In the previous installment about the molecular medicine conference, I emphasized that the science of so-called complex, polygenic diseases like cancer is, well, complex. But there are other complications as well in the life science business. Biotechnology and pharmaceuticals are also risky, complicated enterprises from a financial standpoint. In a way it’s kind of a layering of complexities, one atop the other.
When you attend a biotech meeting these days you almost feel sorry for multi-billion dollar corporations. I said almost. The figures about the industry’s financial situation don’t look good. According to a keynote speaker from “the industry,” the average time to bring a new drug to market is 12 years and 9 months. Just three out of ten products recover the investment made to develop them. Eighty-nine percent of compounds that start development for drugs die in the process. Just 5% of compounds become registered drugs, i.e., approved for sale by the FDA. The number the industry puts forth for the average cost of bringing a new drug to market is $890 million. (They seem to be inflating this number. A couple of years ago it was a mere $500 million.) The reason this figure is so high is because it includes in the cost of all those failed drugs. And, to top it all off, despite the advances in science in recent years—perhaps even because of it—the rate of producing marketable drugs has declined. Productivity is declining, not rising. The fabled “pipeline” of new drugs is drying up. This is the greatest lament in pharmacology.

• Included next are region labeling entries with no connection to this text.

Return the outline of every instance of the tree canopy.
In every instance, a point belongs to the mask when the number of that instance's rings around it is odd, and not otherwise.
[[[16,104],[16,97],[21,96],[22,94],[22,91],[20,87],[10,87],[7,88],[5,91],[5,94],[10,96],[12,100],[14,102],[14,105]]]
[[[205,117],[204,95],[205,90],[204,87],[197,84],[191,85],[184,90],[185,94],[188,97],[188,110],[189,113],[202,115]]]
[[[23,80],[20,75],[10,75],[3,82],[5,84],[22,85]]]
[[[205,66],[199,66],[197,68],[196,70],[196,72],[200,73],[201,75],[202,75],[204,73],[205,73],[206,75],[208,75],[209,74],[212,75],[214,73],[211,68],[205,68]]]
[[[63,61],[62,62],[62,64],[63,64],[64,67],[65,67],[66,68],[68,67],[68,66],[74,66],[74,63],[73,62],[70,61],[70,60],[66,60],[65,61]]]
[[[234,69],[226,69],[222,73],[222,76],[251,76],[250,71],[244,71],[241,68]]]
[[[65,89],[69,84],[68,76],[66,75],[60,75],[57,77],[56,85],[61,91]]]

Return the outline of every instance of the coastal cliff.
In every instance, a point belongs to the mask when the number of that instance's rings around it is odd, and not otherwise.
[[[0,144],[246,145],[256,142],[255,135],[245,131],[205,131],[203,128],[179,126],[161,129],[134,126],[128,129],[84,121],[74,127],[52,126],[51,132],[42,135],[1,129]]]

Nevertheless, the industry soldiers on, not out of altruism, but because of the lure of multi-billion dollar returns that come with a truly successful drug. One thing was clear to me listening to discussions, even the scientific ones: biotech is driven by bottom-line business issues. Doing good while doing well is fine, but the parameters of decision making are all about return on investment.
For those of us nurtured in the nonprofit world, this may seem crass and less than ideal, but it makes sense in the marketplace. Like it or not, things that we use to treat disease in our health care system come about via competitive market processes. And when the stakes are in the hundreds of million of dollars, the profit orientation is mighty. While a nonprofit like the Society struggles all year to raise $100+ million dollars for cancer research, investors pour billions of dollars annually into companies that spend it to develop drugs and devices, much of it cancer-targeted. If they weren’t concerned about returns, people could give their money to us. Instead people invest in biotech because they expect, at the end of the day, to get more out than they put in, and, incidentally, they might improve cancer treatment. The net result is that investment raises billions for research each year rather than millions.
Investment is also subject to almost whimsical trends. One speaker, an investment banker who was originally a molecular biologist, explained that biotechnology investment comes as “windows” when the investment community is willing to open its vaults for this area. Investment professionals follow the herd. They won’t invest when nobody else is doing it or when some adverse event like a company failure or a problematic court ruling spooks them. On the other hand, they will invest when biotech has not “turned over” in quite awhile, or when an IPO is very successful, or even when rumors on Wall Street tout biotech as “hot” again. The speaker confessed it is not a particularly rational process. The window has been opening and closing cyclically for a couple of decades now, and not much is likely to change it. But, make no mistake, what drives the money flow in the life science industry is what’s happening in financial markets, not what’s happening epidemiologically.
Let me reconsider that last remark. The life science industry does use epi to determine the potential market for products. Cancer gets a lot of R&D because it’s a big, big market. Frankly, the priorities for cancer research by pharmaceutical companies probably don’ differ too much from the ACS. They put resources into the cancers that affect the most people and for which they think they have something that will work. But many other factors enter into investment decision-making. Wall Street’s willingness (mentioned above), likely time to market, availability of new technology, deals with other companies, availability of intellectual property at a reasonable price, in-house expertise, and health care payer predispositions to pay are a few of the parameters. I guess life science business managers expect that, in the end, human needs will get taken care of, but a Viagra may get in ahead of a new prostate cancer drug.